How would you rate customer service and support?
Which solution did I use previously and why did I switch?
We used the ELK stack for logging and monitoring and AppDynamics for APM.
How was the initial setup?
The initial setup for new teams has become easier over the years. We are increasing our adoption rate as we shift our technology to more cloud-native tools. Datadog has supported easy implementation by simply adding a package to the app.
They have really focused on a lot of out-of-the-box functionality, but the real fun happens as you dive deeper into the configuration. We have also begun adapting open telemetry standards. This has kept us from going too deep into vendor-specific implementations.

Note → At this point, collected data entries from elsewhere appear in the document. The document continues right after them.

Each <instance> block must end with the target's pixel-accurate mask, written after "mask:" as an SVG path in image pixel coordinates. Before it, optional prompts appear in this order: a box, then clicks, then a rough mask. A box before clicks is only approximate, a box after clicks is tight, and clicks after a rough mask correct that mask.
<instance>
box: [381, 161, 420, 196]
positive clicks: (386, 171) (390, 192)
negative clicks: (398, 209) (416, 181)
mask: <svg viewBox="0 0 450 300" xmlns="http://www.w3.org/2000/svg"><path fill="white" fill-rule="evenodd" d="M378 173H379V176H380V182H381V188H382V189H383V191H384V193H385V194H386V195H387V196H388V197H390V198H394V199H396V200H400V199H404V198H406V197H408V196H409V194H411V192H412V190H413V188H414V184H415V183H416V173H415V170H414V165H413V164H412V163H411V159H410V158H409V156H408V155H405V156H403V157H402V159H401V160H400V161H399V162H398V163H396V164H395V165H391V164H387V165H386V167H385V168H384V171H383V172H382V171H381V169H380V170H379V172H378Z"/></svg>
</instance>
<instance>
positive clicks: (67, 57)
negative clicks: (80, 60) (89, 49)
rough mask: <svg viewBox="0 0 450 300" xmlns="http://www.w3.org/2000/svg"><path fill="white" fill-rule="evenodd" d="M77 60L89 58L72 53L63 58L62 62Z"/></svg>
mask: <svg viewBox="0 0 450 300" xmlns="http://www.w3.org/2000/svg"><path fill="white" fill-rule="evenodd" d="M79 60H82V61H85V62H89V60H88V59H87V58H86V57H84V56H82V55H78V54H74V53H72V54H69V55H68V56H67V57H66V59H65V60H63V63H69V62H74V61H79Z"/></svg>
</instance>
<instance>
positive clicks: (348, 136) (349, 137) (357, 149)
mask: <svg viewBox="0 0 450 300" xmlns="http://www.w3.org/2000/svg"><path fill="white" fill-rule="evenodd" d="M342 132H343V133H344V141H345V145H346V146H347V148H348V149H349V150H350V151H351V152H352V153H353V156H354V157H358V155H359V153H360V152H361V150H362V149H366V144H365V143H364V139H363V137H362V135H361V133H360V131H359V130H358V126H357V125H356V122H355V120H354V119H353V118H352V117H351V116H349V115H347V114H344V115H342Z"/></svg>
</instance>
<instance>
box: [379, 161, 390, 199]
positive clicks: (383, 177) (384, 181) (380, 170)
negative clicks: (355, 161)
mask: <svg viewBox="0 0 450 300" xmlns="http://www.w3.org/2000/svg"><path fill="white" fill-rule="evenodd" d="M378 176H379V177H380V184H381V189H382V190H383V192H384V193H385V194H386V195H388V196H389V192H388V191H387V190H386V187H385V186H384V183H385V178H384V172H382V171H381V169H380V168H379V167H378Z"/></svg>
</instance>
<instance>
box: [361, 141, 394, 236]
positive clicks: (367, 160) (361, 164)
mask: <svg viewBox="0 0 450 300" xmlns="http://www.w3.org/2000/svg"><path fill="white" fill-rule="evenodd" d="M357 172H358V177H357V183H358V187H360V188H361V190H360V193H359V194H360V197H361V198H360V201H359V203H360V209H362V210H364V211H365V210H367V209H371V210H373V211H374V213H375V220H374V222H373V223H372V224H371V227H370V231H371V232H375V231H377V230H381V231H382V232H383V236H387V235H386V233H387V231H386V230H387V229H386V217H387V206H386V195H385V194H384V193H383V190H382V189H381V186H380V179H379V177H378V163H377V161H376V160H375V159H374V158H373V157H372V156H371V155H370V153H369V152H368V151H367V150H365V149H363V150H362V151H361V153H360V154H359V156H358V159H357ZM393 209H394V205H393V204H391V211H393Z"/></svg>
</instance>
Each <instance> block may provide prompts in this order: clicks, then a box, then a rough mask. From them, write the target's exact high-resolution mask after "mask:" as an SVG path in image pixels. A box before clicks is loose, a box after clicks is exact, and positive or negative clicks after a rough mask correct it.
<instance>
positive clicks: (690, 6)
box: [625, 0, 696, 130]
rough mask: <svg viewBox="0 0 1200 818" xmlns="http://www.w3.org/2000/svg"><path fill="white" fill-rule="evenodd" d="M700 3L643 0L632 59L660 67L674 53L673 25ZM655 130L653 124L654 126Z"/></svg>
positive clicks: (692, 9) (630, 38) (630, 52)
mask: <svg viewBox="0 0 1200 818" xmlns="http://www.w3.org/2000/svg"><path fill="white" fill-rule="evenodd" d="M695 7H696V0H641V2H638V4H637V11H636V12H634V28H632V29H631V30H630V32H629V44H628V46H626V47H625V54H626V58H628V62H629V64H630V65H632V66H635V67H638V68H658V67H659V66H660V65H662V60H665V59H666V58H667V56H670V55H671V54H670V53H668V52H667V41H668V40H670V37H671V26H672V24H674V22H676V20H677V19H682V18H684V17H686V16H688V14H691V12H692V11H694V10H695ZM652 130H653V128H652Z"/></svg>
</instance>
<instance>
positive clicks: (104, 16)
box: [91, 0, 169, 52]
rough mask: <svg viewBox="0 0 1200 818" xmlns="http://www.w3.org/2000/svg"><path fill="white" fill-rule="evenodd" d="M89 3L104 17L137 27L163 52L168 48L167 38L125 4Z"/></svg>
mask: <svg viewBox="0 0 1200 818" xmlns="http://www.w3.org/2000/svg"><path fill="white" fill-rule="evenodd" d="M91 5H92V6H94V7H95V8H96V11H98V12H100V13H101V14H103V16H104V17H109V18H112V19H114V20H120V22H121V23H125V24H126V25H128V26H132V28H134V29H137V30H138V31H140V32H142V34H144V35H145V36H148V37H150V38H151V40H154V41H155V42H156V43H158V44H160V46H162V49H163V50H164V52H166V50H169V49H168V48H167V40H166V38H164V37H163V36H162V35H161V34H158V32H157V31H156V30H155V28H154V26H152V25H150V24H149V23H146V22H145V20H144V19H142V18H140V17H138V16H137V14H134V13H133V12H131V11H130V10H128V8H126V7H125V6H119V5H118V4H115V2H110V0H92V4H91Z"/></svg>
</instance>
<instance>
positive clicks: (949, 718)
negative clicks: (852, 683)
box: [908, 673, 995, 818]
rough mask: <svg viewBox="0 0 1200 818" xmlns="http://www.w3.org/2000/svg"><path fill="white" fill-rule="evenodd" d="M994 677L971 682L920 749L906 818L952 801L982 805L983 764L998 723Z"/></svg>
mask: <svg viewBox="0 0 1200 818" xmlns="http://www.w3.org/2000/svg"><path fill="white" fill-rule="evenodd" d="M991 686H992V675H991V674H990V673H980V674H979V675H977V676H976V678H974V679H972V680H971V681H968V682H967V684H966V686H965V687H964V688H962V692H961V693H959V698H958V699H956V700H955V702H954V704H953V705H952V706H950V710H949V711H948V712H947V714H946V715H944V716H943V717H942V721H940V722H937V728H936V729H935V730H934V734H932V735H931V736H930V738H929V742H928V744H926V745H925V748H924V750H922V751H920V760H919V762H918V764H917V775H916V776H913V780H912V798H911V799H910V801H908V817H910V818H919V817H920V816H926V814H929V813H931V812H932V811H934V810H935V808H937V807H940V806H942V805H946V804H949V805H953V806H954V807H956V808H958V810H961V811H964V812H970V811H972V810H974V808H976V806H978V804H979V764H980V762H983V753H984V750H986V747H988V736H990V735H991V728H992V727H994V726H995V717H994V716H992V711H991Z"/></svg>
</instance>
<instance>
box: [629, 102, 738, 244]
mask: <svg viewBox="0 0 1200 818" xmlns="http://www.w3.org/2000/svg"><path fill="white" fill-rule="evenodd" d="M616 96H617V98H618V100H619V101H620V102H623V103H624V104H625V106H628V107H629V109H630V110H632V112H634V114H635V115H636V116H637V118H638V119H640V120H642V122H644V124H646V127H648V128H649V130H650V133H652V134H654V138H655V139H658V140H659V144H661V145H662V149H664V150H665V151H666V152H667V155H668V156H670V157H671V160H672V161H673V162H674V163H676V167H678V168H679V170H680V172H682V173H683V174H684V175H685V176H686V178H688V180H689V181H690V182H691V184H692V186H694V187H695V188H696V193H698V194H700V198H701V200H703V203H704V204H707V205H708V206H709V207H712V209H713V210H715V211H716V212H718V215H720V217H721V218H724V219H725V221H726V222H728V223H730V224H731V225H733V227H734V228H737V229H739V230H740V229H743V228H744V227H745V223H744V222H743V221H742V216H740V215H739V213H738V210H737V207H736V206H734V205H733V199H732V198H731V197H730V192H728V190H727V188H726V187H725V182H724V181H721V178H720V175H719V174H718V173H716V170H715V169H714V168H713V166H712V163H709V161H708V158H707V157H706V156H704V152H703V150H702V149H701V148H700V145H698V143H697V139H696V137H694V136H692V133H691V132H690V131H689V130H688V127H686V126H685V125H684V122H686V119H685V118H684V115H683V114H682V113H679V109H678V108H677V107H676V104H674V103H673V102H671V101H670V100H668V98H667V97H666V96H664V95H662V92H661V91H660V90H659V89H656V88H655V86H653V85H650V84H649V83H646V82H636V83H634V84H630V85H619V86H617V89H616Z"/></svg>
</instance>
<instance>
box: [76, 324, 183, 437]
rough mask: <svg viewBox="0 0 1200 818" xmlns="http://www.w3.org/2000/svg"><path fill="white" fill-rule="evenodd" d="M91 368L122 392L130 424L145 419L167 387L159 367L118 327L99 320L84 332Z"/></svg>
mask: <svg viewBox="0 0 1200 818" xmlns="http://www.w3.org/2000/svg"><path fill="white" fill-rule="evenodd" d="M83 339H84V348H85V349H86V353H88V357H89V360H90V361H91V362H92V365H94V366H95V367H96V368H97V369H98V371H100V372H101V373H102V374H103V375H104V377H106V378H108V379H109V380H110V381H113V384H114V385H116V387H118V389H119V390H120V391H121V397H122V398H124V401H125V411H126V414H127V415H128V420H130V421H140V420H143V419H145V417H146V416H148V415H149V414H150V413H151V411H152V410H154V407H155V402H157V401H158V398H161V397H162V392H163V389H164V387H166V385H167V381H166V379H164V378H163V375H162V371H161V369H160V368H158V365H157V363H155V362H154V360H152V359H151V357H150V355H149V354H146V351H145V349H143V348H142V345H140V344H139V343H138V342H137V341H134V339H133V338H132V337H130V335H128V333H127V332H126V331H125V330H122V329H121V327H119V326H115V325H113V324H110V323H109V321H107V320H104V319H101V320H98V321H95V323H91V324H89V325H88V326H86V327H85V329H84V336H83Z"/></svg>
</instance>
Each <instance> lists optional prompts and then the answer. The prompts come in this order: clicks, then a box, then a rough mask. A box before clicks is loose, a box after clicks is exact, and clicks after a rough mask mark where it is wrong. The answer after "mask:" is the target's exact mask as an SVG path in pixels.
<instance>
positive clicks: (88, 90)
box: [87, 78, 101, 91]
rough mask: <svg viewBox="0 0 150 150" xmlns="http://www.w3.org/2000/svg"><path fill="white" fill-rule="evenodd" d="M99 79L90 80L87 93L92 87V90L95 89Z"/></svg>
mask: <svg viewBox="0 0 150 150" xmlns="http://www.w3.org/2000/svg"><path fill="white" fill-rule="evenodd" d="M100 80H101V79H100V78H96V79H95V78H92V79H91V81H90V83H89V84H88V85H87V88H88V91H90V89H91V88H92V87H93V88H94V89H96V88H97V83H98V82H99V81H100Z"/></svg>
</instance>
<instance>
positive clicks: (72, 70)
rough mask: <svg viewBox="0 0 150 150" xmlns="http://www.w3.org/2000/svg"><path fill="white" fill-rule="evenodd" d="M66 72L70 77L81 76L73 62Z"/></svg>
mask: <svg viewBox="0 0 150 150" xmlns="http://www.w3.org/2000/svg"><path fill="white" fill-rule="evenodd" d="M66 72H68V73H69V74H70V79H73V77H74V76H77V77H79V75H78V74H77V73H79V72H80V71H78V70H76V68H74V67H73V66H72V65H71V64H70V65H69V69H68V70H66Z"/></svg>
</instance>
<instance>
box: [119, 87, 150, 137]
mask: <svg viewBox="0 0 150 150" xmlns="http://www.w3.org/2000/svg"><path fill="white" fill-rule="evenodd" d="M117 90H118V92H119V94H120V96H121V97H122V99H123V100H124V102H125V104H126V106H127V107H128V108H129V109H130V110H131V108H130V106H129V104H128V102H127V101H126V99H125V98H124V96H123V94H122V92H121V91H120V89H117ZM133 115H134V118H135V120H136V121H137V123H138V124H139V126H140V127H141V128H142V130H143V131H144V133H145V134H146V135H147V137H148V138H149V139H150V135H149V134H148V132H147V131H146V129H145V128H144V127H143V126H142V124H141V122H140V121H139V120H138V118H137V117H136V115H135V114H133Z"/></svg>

What about the implementation team?
We did the initial setup via an in-house team.
What was our ROI?
As long as we stay on top of our consumption mid-month, it has been worth it. However, the few engineers we have who are dedicated to playing whack-a-mole with the growing spending could be better utilized in teaching best practices to new users. I suppose our implementation of the rapidly changing tools over the years has led to a fair amount of technical debt.
What's my experience with pricing, setup cost, and licensing?
It is quite easy to set up any specific tool, but to take advantage of the full visibility it offers, you need to instrument across the board—which can be time-consuming. Be careful about how each tool is billed, and watch your consumption like a hawk.
Which other solutions did I evaluate?
What other advice do I have?
It's a very powerful tool, with lots of new features coming, but you certainly will pay for what you get.
Which deployment model are you using for this solution?
Public Cloud
Disclosure: My company does not have a business relationship with this vendor other than being a customer.